5. Waltz with Bashir (2008)
Allein schon die Idee mittels eines animierten Films eine Dokumentation über Kriegsgräuel zu drehen, nötigt Respekt ab. Wie aber Ari Folman darüber hinaus auch noch eine Meditation über das Wesen der Erinnerung und deren generelle Subjektivität erschafft, lässt Waltz With Bashir zu einem der besten und mutigsten Filme des Jahres werden. Das Genre „animierte-Filme-mit-Nahost-Thematik“ hatte letztes Jahr dank „Persepolis“ bereits einen beeindruckenden Vertreter, den „Waltz With Bashir“ sogar noch einmal übertrifft. Muss man gesehen haben.

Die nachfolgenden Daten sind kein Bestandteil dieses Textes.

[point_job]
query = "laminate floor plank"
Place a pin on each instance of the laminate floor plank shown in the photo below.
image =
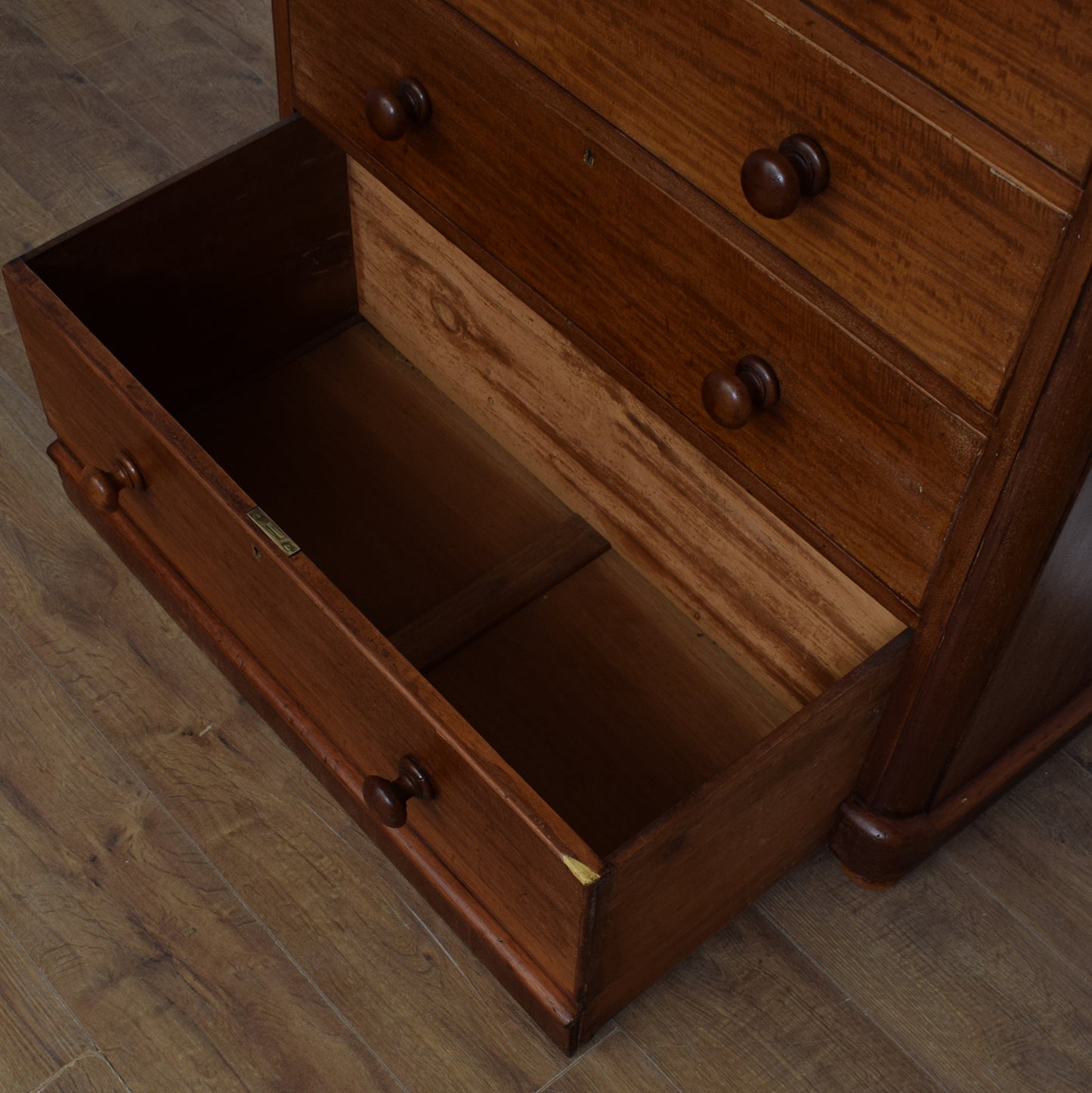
(78, 29)
(1033, 850)
(373, 946)
(957, 980)
(154, 955)
(750, 1012)
(61, 140)
(244, 26)
(24, 224)
(14, 365)
(616, 1066)
(181, 83)
(90, 1075)
(37, 1032)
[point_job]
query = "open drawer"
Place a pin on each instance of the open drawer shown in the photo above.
(627, 696)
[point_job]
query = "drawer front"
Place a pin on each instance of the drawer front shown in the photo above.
(867, 456)
(1025, 67)
(922, 235)
(372, 706)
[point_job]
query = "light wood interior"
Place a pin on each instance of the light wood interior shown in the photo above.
(611, 613)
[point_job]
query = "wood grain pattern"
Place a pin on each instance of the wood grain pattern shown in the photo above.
(243, 26)
(499, 593)
(37, 1031)
(88, 1075)
(1025, 67)
(376, 951)
(965, 627)
(614, 1066)
(223, 268)
(47, 140)
(752, 1014)
(783, 612)
(472, 923)
(1031, 850)
(485, 823)
(79, 32)
(1046, 659)
(610, 703)
(388, 488)
(154, 930)
(957, 980)
(151, 78)
(911, 217)
(654, 274)
(974, 560)
(732, 838)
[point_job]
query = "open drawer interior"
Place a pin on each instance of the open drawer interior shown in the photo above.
(534, 609)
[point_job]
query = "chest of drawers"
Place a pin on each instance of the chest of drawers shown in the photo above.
(608, 512)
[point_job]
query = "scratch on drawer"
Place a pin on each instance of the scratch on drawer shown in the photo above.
(580, 870)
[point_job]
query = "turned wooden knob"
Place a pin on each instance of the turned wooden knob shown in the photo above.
(102, 488)
(774, 181)
(387, 799)
(391, 115)
(730, 399)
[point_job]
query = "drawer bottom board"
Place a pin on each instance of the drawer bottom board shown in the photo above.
(487, 938)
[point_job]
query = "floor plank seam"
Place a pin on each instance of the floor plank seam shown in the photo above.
(33, 963)
(68, 1066)
(651, 1060)
(847, 997)
(85, 715)
(578, 1059)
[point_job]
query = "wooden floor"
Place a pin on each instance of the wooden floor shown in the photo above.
(181, 909)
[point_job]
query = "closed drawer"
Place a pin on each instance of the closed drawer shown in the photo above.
(588, 745)
(1028, 68)
(871, 458)
(928, 240)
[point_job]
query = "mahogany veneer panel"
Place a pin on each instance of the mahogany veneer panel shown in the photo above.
(862, 451)
(932, 242)
(1026, 67)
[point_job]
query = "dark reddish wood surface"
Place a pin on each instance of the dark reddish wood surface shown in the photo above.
(103, 488)
(732, 838)
(965, 629)
(730, 397)
(394, 493)
(283, 56)
(879, 469)
(612, 704)
(1025, 67)
(485, 936)
(1048, 656)
(388, 798)
(234, 264)
(774, 181)
(499, 593)
(879, 850)
(372, 706)
(912, 217)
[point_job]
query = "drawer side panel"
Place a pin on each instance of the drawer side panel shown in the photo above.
(372, 708)
(720, 850)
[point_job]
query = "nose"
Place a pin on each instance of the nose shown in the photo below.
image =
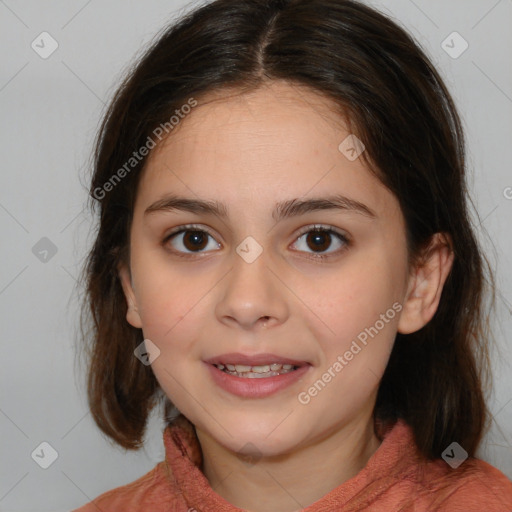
(252, 297)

6. There Will Be Blood (2007)
Makellos war es nicht, das Dreistundenepos von Paul Thomas Anderson. Gerade im letzten Drittel verliert der Film etwas an Drive und wird weniger nachvollziehbar. Aber auf der Plusseite steht eine beeindruckend maliziöse Darstellung des Daniel Plainview durch Daniel Day-Lewis, die beinahe physisch spürbar wurde, Bilder von faszinierender Größe und Weite und ein Soundtrack von Radioheads Johnny Greenwood, der diese Bilder der Wüste und Hitze in einen Score schreibt, der das Flimmern vor den Augen akustisch übersetzt.
7. Before The Devil Knows You're Dead (2007)
84 Jahre ist Sidney Lumet nun schon und blickt zurück auf unumstößliche Meilensteine des Kinos wie “Die 12 Geschworenen” und ist noch kein bisschen müde. Mit „Before The Devil Knows You’re Dead“ bringt er seinen besten Film seit Jahren ins Kino. Ein makellos konstruierter Thriller, der Minute um Minute sich mehr in die Richtung eines Dramas von Shakespeare’schen Ausmaßen entwickelt. Jede Figur, die wir kennenlernen, offenbart in Rückblenden oder aktuellen Handlungen eine größere moralische Verderbtheit als wir uns zuvor vorstellen konnten. Neben den beeindruckenden Marisa Tomei, Ethan Hawke und Albert Finney überstrahlt Philip Seymour Hoffman wieder alle. Der beste Schauspieler seiner Generation.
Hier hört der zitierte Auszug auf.